I'd find that confusing, and difficult to even describe. "-unittest does not run main if there are any unittests, but if there aren't, main will run". Randomly running main or not in a -unittest build seems just odd. A -unittest build with no unittests does nothing. Just like the plain English sentence says. KISS and all that. -unittest means build the unit test executable, period.

> In my experience, I've never wanted to run both in the same executable.

Let's do it!!!
May 19, 2019
On 2019-05-19 11:25, Johannes Pfau wrote:

> Now we do have library test runners*. They use compile time reflection to
> find tests, build on UDAs and other well-known language features and I
> really think this is the way to go. In order to switch druntime to such
> an implementation, we would need to reach feature parity with the current
> implementation though. The main problem here is in 1), as reflection
> based runners require you to somehow list all modules which should be
> tested.
> I do not think we want to mess with ModuleInfo here, as this always
> involves serializing compile-time type information to runtime
> information.
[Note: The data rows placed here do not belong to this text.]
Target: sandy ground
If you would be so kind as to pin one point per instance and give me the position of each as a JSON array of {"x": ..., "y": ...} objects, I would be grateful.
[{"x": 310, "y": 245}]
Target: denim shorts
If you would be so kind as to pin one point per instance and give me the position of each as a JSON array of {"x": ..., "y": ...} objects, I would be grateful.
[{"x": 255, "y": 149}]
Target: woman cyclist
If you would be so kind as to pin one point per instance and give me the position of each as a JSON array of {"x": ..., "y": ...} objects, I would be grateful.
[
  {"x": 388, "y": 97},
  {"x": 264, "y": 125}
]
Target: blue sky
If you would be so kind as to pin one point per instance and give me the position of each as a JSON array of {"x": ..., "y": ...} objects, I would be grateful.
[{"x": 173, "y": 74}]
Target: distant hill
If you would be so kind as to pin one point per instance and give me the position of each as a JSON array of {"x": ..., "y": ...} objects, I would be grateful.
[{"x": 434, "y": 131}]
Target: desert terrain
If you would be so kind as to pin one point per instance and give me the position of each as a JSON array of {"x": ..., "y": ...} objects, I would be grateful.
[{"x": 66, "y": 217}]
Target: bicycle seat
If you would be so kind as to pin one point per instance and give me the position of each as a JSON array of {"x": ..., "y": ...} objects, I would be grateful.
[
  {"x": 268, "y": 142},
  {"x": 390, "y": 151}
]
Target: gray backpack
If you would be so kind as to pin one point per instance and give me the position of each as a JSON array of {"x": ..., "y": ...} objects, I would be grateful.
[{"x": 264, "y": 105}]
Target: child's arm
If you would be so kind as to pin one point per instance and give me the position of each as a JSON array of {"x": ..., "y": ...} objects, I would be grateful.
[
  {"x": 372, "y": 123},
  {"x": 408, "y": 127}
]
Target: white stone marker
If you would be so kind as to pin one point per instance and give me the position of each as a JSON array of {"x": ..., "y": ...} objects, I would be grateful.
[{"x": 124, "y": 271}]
We want a completely compile time solution here. So what we
> need is some way for a library to reflect on every other application
> module automatically. I'd propose to leverage template mixins for this
> and extend them in one crucial point. Template mixins almost do what we
> want:

Have a look at my reply in a new thread [1].

[1] https://forum.dlang.org/thread/qbs8t1$jo0$1@digitalmars.com

-- 
/Jacob Carlborg
May 20, 2019
On 2019-05-18 16:56, Andrei Alexandrescu wrote:

> Doesn't that seem a bit much? It seems to me you either want to run unittests or not, why run just a few? 
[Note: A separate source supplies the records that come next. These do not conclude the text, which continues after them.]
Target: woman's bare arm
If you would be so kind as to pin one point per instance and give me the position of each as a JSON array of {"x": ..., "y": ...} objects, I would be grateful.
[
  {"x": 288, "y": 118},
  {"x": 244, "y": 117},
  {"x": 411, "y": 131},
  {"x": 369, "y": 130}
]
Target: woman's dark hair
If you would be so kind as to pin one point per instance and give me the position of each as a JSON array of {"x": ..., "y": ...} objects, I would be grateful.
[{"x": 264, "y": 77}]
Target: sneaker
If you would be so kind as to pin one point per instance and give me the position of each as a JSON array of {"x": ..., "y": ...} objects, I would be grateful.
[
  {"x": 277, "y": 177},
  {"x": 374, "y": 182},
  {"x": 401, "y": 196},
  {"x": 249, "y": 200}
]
It's useful when you're just focusing on a single test. No point in running the other tests then. The test suite can take quite a long time to finish. The DMD test suite takes, I don't know, 10-20 minutes or something (a contributor mentioned it took 30 minutes). I would also use the "unittest" blocks for non-unit testing as well, like functional, integration and end to end testing. Those kind of tests can take hours.

> Going with the typechecking metaphor - do we want to check some modules but not others?
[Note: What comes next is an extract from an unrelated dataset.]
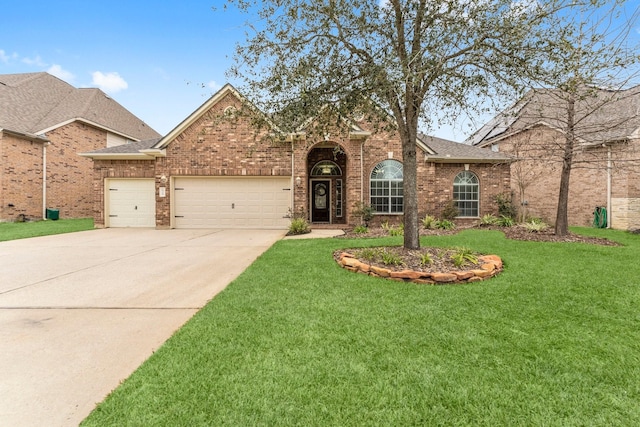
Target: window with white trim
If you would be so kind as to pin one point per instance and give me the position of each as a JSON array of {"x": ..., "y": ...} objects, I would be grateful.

Yes, definitely. Having the compiler type check the file I'm currently editing in my editor as I type would be great. If it can do that without checking the other files, sure why not? It would be faster.

> If including/excluding certain unittests is needed e.g. for time reasons, "version" seems the right tool for the job. Or compiling some modules with -unittest and others without. But that should be the special case, not something supported at the command line level.

No, not good enough. It should not required to edit the code when selecting which tests to run.

-- 
/Jacob Carlborg
May 20, 2019
On Monday, 20 May 2019 at 09:32:38 UTC, Jacob Carlborg wrote:
>
> No, not good enough. It should not required to edit the code when selecting which tests to run.

+1
This is one of the things I needed many times...
What I did in the past was to extract the function and unittest or unittests I currently work on in a separate module, and once I am done I move them to the right place.